Databricks Unified Analytics Platform (UAP) is a cloud-based service for running all analytics in one place – from highly reliable and performant data pipelines to state-of-the-art Machine Learning. From the original creators of Apache Spark and MLflow, it provides data science and engineering teams ready to use pre-packaged clusters with optimized Apache Spark and various ML frameworks coupled with powerful collaboration capabilities to improve productivity across the ML lifecycle. Yada yada yada… But in addition to being a vendor Databricks is also a user of UAP.
So, what have we learned by eating our own dogfood? Attend a “from the trenches report” from Suraj Acharya, Director Engineering responsible for Databricks’ in-house data engineering team how his team put Databricks technology to use, the lessons they have learned along the way and best practices for using Databricks for data engineering.
Suraj leads the Data team at Databricks, which is responsible for telemetry and analytics, and the internal platform for users of business and product data. Previously he’s lead Data and Infrastructure teams at Foursquare, Yahoo and BEA.

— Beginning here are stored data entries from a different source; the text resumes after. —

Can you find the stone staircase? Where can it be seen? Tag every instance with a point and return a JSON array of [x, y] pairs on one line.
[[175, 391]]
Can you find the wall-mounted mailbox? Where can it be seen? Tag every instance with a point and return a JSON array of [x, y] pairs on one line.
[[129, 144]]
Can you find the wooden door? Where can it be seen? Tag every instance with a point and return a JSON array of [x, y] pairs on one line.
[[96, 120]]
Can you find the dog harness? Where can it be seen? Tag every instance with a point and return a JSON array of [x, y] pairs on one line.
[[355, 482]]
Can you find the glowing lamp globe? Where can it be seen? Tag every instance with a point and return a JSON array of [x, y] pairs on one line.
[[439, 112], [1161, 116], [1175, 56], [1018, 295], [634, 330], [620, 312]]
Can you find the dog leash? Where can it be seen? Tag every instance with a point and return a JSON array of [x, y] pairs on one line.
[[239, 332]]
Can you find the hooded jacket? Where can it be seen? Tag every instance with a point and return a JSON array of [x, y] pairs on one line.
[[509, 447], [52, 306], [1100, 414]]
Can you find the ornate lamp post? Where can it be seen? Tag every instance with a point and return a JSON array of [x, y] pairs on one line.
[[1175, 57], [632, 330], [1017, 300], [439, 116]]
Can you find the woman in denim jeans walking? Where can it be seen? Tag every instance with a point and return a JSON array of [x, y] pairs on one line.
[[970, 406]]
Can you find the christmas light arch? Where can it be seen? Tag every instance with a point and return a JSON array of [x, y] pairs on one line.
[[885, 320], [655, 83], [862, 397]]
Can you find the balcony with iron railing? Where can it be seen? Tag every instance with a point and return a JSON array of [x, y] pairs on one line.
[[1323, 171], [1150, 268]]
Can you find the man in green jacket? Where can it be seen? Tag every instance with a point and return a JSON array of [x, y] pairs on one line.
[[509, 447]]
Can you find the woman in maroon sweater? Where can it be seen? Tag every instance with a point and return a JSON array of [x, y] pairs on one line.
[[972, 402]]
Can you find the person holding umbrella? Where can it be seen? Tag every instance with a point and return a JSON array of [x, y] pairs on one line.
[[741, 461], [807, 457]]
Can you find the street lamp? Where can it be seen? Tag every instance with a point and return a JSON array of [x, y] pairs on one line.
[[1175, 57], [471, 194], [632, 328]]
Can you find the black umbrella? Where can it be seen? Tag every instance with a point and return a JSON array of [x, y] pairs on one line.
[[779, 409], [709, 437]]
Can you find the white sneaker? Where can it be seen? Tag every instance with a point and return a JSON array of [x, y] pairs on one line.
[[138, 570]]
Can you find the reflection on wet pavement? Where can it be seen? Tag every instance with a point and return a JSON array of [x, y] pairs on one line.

Xuan Wang is a data scientist/engineer at Databricks. He is working on building data products and ETL pipelines on top of Databricks’ Unified Analytic Platform and Apache Spark. Prior to joining Databricks, he was a postdoctoral researcher working on probabilistic models in random graphs and random medium. He received his Ph.D. in Statistics from The University of North Carolina at Chapel Hill in 2014.